Engine manufacturers are already producing dual-fuel engines that run on methanol and major shipping companies are retrofitting their fleets.

For example, Maersk recently completed the methanol dual-fuel conversion of its 14,000 TEU container ship, the Maersk Halifax, with a projected 90% reduction in CO₂ emissions.

Maersk is also investing in new dual-fuel vessels as part of its goal to achieve net-zero operations by 2040.

Fast-tracking delivery to meet demand

The global e-methanol market is poised for dramatic expansion, with some forecasts estimating a compound annual growth rate of over 25% between 2024 and 2031— equivalent to a sixfold increase.

Meeting this demand will require rapid scaling of production capacity, making speed of design and construction a critical advantage.

While a typical e-methanol plant takes four to six years to build, Worley has partnered with Topsoe, a global leader in catalysis and process technology, to dramatically accelerate delivery.

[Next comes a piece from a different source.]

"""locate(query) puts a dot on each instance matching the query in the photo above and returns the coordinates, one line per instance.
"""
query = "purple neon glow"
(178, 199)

Their standardised, modular production model reduces development time for plants producing up to 600 metric tonnes per day.

By adopting a "design once, build many" approach, the partnership enables faster project delivery and greater flexibility in facility design.

Core components — such as technology licensing for green hydrogen and methanol synthesis as well as the majority of engineering and cost parameters — are pre-defined.

This means each plant only needs site-specific adaptations like civil works, risk adjustments and final safety checks.

The result is lower levelised cost of e-methanol production and a shorter time to revenue.

This model has already been trialled successfully in South America and the Middle East and has also proven effective for other clean energy technologies such as green hydrogen.

This modular, standardised approach is applicable to a range of energy transition initiatives.

It could equally be used to accelerate production of sustainable aviation fuel by enabling ethanol-to-jet fuel conversion plants.

For now, ethanol producers in the Midwest have a compelling opportunity: capture their CO₂ and convert it into high-value e-methanol for the marine fuel market.

A faster, modular path to construction could unlock new revenue and position producers for long-term sustainability.